Гардеробщик вынес ее шубку на атласистом бежевом подкладе, и я сделал движение взять ее, помочь девушке одеться.
— Не надо, — остановила она мою руку (опять то же мучительное,
— Да отчего же? — удивился я. — Не велика премудрость.
— Прошу, не надо. Вы никогда этого раньше не делали. Я вижу.
— Да откуда вы знаете, я, может, раньше в камердинерах служил и…
— У вас не получится, — упрямо повторила она, стягивая пояском шубку. — Я знаю. И руку вы подавать при выходе из троллейбуса тоже не умеете. И ручки целовать, и… ваша пластинка, — кивнула она вверх и пошла к двери.
— Извините?
— Ваша пластинка, она осталась наверху, — через плечо, уже взявшись за ручку двери, бросила она.
— Ах да, я…
Она вышла, отпустив со всего размаху дверь. Поставила точку. Я вздрогнул.
Никак не пойму: в осуждение она это мне или в похвалу — ну, это, о ручках и пальто. Скорее первое: груб, неотесан, хам. А про пластинку вспомнила. Я был польщен.
Я сбегал за пластинкой и оделся. Взял портфель, затиснул в него еще этот диск. Перекинул через плечо авоську, накрутил ее на пуговицу, нахлобучил шапку. Было неуютно выходить сразу после света и музыки в март, но и оставаться здесь тоже было нельзя: гардеробщик нагло ухмылялся моему афронту.
Я нахлобучил своего кролика еще глубже и вышел. Осторожно придерживая тяжелую дверь, словно бы чувствуя перед гардеробщиком вину за выходку этой девицы. Холуйская черта. Он глядел мне в спину и ухмылялся. Дать бы разок по его жирному загривку — я бросил дверь.
— Ах, браво, браво! Я же говорила — не умеете! — радостно захлопала в свои замшевые ладоши моя знакомка и подхватила меня под руку (она ждала меня возле памятника внизу). — О, какая чудесная авоська, чудная!
Я опешил и покраснел. Никогда мне не было стыдно этой авоськи, а тут… За что она меня истязает?
— Авоська как авоська, — растерянно пробормотал я. — Сам плел.
— О, чудная, чудная! — хохотала она. — Таких в Москве ни за что не бывает! Ни одной не видела! — И потом серьезно: — А что там?
— Здесь вот, в коробках, гуашь, тут еще пластинки, с английским, тут… ничего особенного. Так.
— Нет, а вот здесь, в бумажке, мягкое — что?
— Да ничего. Платье.
— А-а… — вскинула и потупила она ресницы. — Извините.
— Ничего.
— А гуашь — это вы рисуете, да? Вы художник, да?
— Да, немного. Работа.
— А вы приезжий, да?
— Это видно?
— Конечно? — засмеялась она. — Читаете вывески и придерживаете меня перед каждым переходом. — Мы бесцельно то и дело переходили эту неширокую улицу туда-сюда, и это выдавало нашу взаимную неуверенность. И ни я не вел ее, ни она меня не вела.
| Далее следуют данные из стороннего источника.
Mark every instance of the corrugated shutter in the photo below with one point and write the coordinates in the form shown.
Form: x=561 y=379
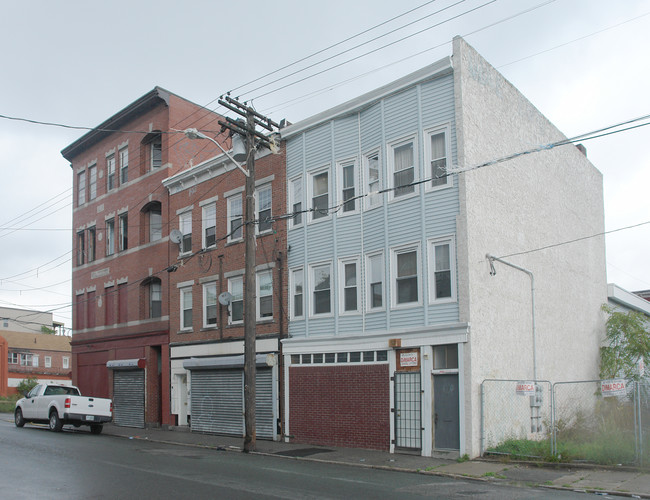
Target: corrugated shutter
x=128 y=398
x=218 y=401
x=264 y=414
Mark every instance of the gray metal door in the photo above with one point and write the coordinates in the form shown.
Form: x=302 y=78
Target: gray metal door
x=128 y=398
x=218 y=401
x=445 y=412
x=264 y=414
x=408 y=407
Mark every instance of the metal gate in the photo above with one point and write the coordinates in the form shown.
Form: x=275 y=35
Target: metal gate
x=408 y=410
x=218 y=402
x=128 y=398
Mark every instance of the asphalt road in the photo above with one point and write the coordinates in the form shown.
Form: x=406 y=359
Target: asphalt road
x=37 y=463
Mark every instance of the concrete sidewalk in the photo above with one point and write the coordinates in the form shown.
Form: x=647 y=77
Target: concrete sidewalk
x=601 y=480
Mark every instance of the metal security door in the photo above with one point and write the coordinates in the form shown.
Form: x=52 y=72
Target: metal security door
x=218 y=401
x=128 y=398
x=264 y=411
x=446 y=415
x=408 y=408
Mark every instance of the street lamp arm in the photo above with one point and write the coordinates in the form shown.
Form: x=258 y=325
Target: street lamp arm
x=192 y=133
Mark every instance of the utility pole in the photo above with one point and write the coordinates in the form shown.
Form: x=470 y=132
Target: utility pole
x=253 y=139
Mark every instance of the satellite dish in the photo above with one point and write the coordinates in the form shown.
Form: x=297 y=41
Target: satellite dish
x=176 y=236
x=225 y=298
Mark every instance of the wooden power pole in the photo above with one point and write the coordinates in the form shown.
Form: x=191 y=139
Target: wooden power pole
x=253 y=139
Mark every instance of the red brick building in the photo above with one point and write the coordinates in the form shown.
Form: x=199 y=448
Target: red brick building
x=206 y=334
x=121 y=221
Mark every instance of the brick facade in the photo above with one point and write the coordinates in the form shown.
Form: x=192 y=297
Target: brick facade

— Вы наблюдательны. Провинциальная черта. Пластинка вот тоже.
— О, я и есть самая настоящая провинциалка, поэтому. Только недавно в Москве. Но в общем — да, наблюдательна. Все, имейте в виду, вижу! А в Москве мы правда всего два года. Брат привез меня сюда, поменялся квартирами. Раньше мы в Крыму жили.
— Да? — удивился я. — По вас не скажешь. Так неприступны, изящно высокомерны. Как будто весь век в столице.
— Это показное, комплекс. Извините меня.
Мы еще раз перешли улицу от здания ТАСС к кинотеатру и вышли на Суворовский бульвар. Было холодно, но как-то бодрей, уютней, лужи подморозило, снег повизгивал под каблуками. У меня мерзли руки, но она, кажется, этого не замечала. Не спешила. Она подышала в рукавичку и приостановила меня за плечо. Как будто мы сто лет уже были знакомы.